Health Care: The place to begin health care reformation is with those who are not insured. If the federal government can effectively implement an affordable health care plan for the uninsured, the first step towards a national healthcare program will have been taken. Again, I appreciate the goal of radical reform but appropriate acknowledgement that it will not be immediate. Giving families control of their own health-care dollars is nonsensical - then it's no longer health insurance but a savings account.

Iraq: The United States has played an overly-important role in Iraq for long enough - as a part of transitioning out of Iraq and more fully allowing it to participate in the community of nations, a convention with the United Nations is entirely appropriate.
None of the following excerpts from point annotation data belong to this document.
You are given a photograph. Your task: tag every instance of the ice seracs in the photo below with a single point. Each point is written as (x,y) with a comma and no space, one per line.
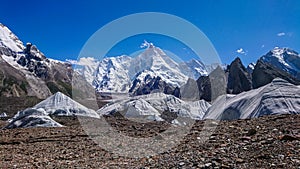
(62,105)
(277,97)
(32,118)
(284,59)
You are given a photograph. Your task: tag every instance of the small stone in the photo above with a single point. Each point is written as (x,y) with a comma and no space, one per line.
(181,163)
(208,164)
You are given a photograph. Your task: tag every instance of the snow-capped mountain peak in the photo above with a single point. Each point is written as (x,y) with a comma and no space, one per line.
(10,40)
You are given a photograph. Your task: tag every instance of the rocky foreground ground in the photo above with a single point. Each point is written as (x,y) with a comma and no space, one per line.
(267,142)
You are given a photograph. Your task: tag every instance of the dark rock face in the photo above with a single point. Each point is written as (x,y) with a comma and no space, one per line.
(264,73)
(6,51)
(239,80)
(152,85)
(190,90)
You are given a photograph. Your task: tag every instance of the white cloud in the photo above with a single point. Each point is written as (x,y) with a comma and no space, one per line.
(281,34)
(241,51)
(82,61)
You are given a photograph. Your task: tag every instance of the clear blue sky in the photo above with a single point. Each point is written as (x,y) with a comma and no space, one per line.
(60,28)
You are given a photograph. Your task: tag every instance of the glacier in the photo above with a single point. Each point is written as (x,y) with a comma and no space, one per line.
(277,97)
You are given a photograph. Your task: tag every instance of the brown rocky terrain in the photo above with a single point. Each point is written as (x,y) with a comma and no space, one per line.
(266,142)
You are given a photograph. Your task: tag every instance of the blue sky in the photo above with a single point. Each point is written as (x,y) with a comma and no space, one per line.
(61,28)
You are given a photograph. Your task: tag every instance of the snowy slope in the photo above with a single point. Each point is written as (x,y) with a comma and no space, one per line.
(152,106)
(278,97)
(32,118)
(62,105)
(284,59)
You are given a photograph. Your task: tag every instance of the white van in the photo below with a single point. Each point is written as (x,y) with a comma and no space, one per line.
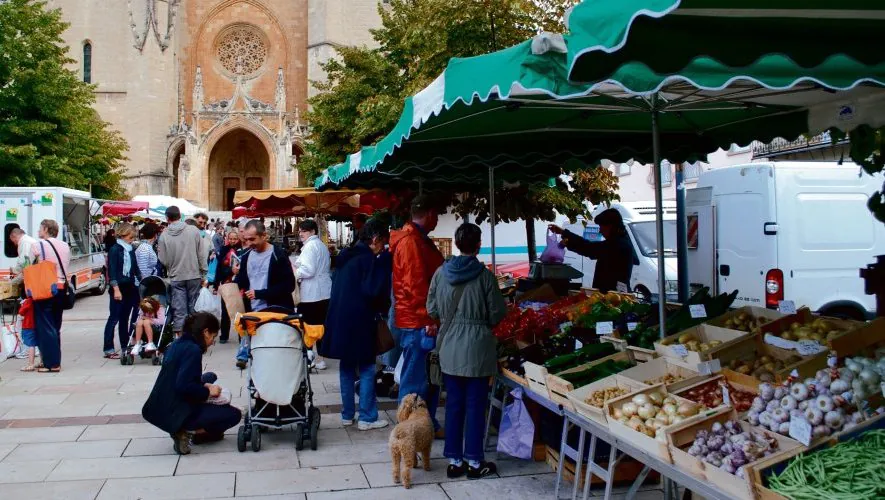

I fail to see any way increasing troop strength and defense spending will have a positive impact.

Social Security: The "to each his own" philosophy permeating the attempts to privatize healthcare is not necessarily right - if well-organized, the federal government should be able to make Social Security and Medicare work.

Stem-Cell Research: I disagree that embryonic stem cell research should be legal.

Taxes: One of the most blatant problems with Obama is that his proposed reforms cost more than his tax and budget stances will bring in. I'm very much in favor of not further complicating tax law with additional credits and charges, though. I wish more politicians were in favor of drastically simplifying the ways in which the federal government receives funds.

Again, after looking at not only the goals but also the methods of Obama, I would choose to vote for him before any of the other main candidates at this time. Mostly it just feels good for me to take time to digest and conclude in the area of politics, something I haven't done before. I would encourage you to take time to do the same.